- Born: Abeline Elisabeth Lindemann August 23, 1879 Nordhastedt, Schleswig-Holstein, Germany
- Died: August 15, 1960 (aged 80) Itzehoe, Schleswig-Holstein, Germany
- Other names: Elisabeth Hablik-Lindemann, Elisabeth Hablik, Lisbeth Hablik-Lindemann
- Spouse: Wenzel Hablik (m. 1917)

= Elisabeth Lindemann =

German weaver, textile designer and photographer

Elisabeth Lindemann, also known as Elisabeth Hablik-Lindemann (1879–1960), was a German weaver, textile designer and photographer. She has been credited with creating the first modern jacquard technique. She brought traditional weaving techniques closer to contemporary tastes by modifying colors and patterns. She has been considered by experts as the "mother of hand weaving".

== Biography ==
Elisabeth Lindemann was born on August 23, 1879, in Nordhastedt in Schleswig-Holstein, Germany.

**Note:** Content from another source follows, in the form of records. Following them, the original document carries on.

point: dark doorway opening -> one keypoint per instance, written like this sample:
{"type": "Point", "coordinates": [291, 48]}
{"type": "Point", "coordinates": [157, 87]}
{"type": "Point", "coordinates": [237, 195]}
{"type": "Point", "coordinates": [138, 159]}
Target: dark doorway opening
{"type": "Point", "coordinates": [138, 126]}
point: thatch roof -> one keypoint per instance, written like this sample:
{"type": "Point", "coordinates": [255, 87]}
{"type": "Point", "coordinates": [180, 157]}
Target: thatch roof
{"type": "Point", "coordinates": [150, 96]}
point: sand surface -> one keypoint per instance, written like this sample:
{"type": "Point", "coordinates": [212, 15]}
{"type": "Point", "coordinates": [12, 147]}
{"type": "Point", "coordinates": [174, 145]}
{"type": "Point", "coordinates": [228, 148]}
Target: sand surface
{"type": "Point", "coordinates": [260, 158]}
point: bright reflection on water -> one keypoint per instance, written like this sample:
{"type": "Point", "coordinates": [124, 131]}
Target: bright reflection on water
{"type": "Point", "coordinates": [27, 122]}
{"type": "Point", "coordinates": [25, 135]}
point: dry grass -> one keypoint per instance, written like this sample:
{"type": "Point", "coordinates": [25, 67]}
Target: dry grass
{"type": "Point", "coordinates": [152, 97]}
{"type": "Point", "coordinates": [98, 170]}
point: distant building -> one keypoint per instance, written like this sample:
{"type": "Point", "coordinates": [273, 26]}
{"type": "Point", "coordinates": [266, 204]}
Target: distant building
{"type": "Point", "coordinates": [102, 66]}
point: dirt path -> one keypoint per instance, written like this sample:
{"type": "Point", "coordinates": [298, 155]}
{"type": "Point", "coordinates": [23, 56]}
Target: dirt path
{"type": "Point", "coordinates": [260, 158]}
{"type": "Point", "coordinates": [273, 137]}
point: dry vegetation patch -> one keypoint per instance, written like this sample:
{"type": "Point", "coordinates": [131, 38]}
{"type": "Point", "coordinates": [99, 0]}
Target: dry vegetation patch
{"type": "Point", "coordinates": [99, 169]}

From 1897 to 1900, she studied fabric and textile design in Dresden under the siblings Gertrude and Erich Kleinhempel. In 1902, she spent three months in Stockholm learning the traditions of Swedish textiles at the Handarbetes Vänner Weaving School.

By May 1902, Lindemann was leading the Meldorf Museum Weaving Workshop, (Meldorfer Museumsweberei), in Meldorf and four years later she created the first modern jacquard textile technique. She maintained her role at the Meldorf Museum Weaving Workshop until 1907.

In 1917, she married Wenzel Hablik, and together they moved to the town of Itzehoe to open a craft workshop.

She was awarded the Officer's Cross of the Order of Merit of the Federal Republic of Germany for her work.

Lindemann died on August 15, 1960, in Itzehoe. After her death, her daughter moved the weaving studio to Pondicherry, India, and continued to produce designs by Elisabeth Lindemann as Hablik Handicraft.